The interaction of immanent structures with the commons, in order to practice both democracy and sustainability, is based on how the social field arises from reality and becomes apparent. Reality acts as the ubiquitous background to this apparent expression of the social field. The emergence of society from reality is the emergence of structures that are an external discontinuity from reality. Society makes itself different from the reality that contains it. The social structures themselves maintain an internal continuity as it distinguishes itself from the overall outside reality. These structures are made up of parts of reality, but the relationships binding these parts together are intrinsic to the form of these social structures. In other words, there are the open external parts of reality and the closed internal relationships of the social field. Reality, when it is the background to society, has the sole necessity of being the contingency for various possible formations. This contingency is the only thing that is necessary in reality. Within the social, there is the contingency for necessity when social structures are formed. The social field allows the possibility for a standard or sensibility of what is necessary. Necessity is constructed within the social field.
The emergence of society is a formation of distinct structures from reality, but this is also the formation of a self-awareness of how the structures exist and operate.
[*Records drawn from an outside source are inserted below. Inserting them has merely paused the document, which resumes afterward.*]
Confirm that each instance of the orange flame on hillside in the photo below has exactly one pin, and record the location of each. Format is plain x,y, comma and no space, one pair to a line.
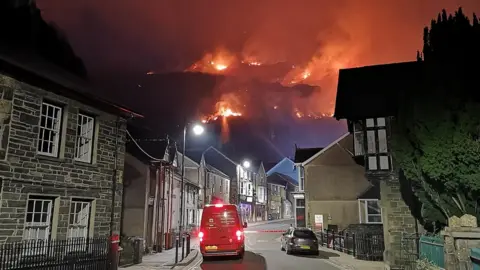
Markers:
215,63
223,109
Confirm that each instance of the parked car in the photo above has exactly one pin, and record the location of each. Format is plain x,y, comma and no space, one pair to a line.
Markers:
299,240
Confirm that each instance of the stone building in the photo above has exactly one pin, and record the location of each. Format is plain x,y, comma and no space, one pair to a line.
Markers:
61,154
367,98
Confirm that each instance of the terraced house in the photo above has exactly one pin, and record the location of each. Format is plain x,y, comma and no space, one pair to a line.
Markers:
61,154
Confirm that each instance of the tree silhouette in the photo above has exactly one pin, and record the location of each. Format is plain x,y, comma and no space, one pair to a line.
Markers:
23,28
436,133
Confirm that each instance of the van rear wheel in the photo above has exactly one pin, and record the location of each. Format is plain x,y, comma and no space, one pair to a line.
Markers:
242,253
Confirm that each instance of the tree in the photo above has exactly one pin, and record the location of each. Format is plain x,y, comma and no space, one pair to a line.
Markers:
436,133
23,28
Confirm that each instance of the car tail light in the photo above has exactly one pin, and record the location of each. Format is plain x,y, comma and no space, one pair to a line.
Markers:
239,235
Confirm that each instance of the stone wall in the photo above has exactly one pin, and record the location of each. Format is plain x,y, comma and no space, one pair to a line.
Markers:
397,222
24,173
This transition from the ubiquitous to the apparent allows individuals to experience the structural relationships that bind parts together alongside the parts of reality. The structures can be classified as material structures of objects as well as immaterial structures of ideas. There can also be either objective structures or subjective structures. Objective structures can be created independently of human experience, but subjective structures are shaped by the human mind. Humans can use objective structures, but they create subjective structures specifically for human purposes. The knowledge that can be acquired and the change that can be enacted is an apparent subset of the ubiquitous surrounding reality. The emergence of self-awareness when the social field is formed results in the creation of immaterial and subjective structures from material and objective structures. Democracy and sustainability must both use immanent structures and the commons to be most effective. These immanent structures are developed within the social field in an apparent way in order to make sure that conscious and deliberate action can be taken to promote empowerment as well as preserve the ecological life support system.